Robert Barnwell Rhett’s “Union of the White Race of the South”

Rhett envisioned a future "Union of the White Race of the South"

South Carolina

Robert Barnwell Rhett, the “father of secession,” looked forward to the day when the South would rise again and secede from the United States.

During Reconstruction, Rhett hoped that the Yankee occupation would prove to be so extreme that it would provoke a backlash which would culminate in the “Union of the White Race of the South.”

Even after the abolition of slavery, Rhett continued to attack the “negroites” in the Charleston Mercury and defend the traditional Southern view that Dixie always was and ought to remain a “White Man’s Country”:

They should rule us directly by the sword,” he said, rather than “that we should attempt to rule ourselves under their authority,” for that would be merely to sanction their despotism. “Obey and suffer, and bide our time” was his counsel.

Indeed, he almost feared the Union would be too lenient and forbearing with them, for it would only lure the South once again into the impossible notion that the two sections could live together. He hoped the Yankees would harass them sufficiently that it would create a reaction among Southerners so great as to achieve “the Union of the White Race of the South” to a degree they had not been united during the war, defeat forever the evil delusion of Reconstruction, and set them on the course to revolution and independence once more “under the great principles of the Confederate States’ Constitution.” . . .

Not surprisingly, he and the Mercury railed against the “carpetbaggers and negroites” ruling the South, and they warned that if they tried to use their military force to impose domination, they risked awakening once more the slumbering Southern spirit of resistance.
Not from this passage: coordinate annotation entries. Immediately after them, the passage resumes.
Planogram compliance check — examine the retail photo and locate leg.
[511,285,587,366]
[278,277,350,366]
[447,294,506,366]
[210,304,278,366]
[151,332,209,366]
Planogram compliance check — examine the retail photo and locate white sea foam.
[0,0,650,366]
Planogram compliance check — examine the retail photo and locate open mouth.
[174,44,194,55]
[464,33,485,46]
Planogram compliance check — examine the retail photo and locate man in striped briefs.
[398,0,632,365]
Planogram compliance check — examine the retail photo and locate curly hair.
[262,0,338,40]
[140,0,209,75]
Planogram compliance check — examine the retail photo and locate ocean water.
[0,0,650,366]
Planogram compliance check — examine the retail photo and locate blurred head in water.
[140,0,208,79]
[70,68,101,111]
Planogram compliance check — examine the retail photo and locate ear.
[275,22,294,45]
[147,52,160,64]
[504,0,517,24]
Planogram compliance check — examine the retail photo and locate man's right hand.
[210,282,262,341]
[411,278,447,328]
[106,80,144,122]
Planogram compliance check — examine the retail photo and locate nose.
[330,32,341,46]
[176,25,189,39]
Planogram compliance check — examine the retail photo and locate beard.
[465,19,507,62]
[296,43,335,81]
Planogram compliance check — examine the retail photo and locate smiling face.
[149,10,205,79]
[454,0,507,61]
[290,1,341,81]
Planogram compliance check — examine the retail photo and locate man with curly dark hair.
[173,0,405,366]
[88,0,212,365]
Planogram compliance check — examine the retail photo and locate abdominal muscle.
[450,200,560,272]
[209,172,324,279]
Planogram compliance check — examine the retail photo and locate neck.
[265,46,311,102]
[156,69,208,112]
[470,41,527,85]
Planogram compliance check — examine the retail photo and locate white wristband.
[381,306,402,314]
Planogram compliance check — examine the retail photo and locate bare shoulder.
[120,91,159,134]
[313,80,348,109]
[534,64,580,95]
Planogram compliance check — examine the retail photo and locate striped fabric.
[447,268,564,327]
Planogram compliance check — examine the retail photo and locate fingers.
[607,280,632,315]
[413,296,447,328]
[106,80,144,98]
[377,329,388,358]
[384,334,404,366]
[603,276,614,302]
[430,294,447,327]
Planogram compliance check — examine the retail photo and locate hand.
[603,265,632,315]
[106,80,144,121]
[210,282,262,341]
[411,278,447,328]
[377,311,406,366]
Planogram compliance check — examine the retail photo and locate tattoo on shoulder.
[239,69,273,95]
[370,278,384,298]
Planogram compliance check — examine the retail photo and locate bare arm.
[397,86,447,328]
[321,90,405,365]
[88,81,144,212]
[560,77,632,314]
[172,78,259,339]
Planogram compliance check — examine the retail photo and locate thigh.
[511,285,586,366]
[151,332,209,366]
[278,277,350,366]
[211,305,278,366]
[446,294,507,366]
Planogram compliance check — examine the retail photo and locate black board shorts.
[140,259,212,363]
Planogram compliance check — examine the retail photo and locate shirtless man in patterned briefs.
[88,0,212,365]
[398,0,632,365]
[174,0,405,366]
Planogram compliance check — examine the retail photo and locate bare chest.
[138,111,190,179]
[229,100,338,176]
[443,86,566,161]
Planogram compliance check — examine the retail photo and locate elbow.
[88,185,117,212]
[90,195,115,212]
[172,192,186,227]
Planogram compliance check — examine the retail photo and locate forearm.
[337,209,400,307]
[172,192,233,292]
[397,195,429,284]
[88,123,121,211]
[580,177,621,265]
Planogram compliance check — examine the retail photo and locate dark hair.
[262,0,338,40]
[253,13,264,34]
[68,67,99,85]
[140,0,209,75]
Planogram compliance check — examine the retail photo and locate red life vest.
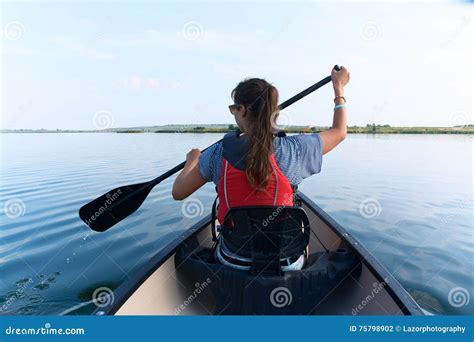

The United States was intended to be a white man’s government, he declared, deploring those who favored providing education and property to black men to qualify them to vote, for he accused them of doing it only to conciliate the Radical Republicans.”

If Robert Barnwell Rhett were alive today, he would surely have a few choice words for the Negrophiles with their “Black Confederates” and “Heritage Not Hate” propaganda that has nothing whatsoever to do with the historical Confederacy.

William Lowndes Yancey would have been equally disgusted by their liberal and profoundly non-traditional racial views:

“A few days later at a bipartisan meeting held to plan the course of action for Alabama, some questioned whether Alabama should secede even if many slave states remained in the Union. Yancey replied, “Shall we remain [in the Union] and all be slaves? Shall we wait to bear our share of the common dishonor? God forbid!” And even if disunion resulted in war, Yancey declared that rather than live under a Lincoln government that “places me in a position inferior to the Northern free negro,” he would rather gather a corps of brave men who “however few in number, would find a grave which the world would recognize, my countrymen, as a modern Thermopylae.”

Like the Spartans at Thermopylae, we will continue to defend the traditional Southern view of race, and we will continue to relentlessly mock the Negrophiles and their ridiculous cartoon version of Southern history.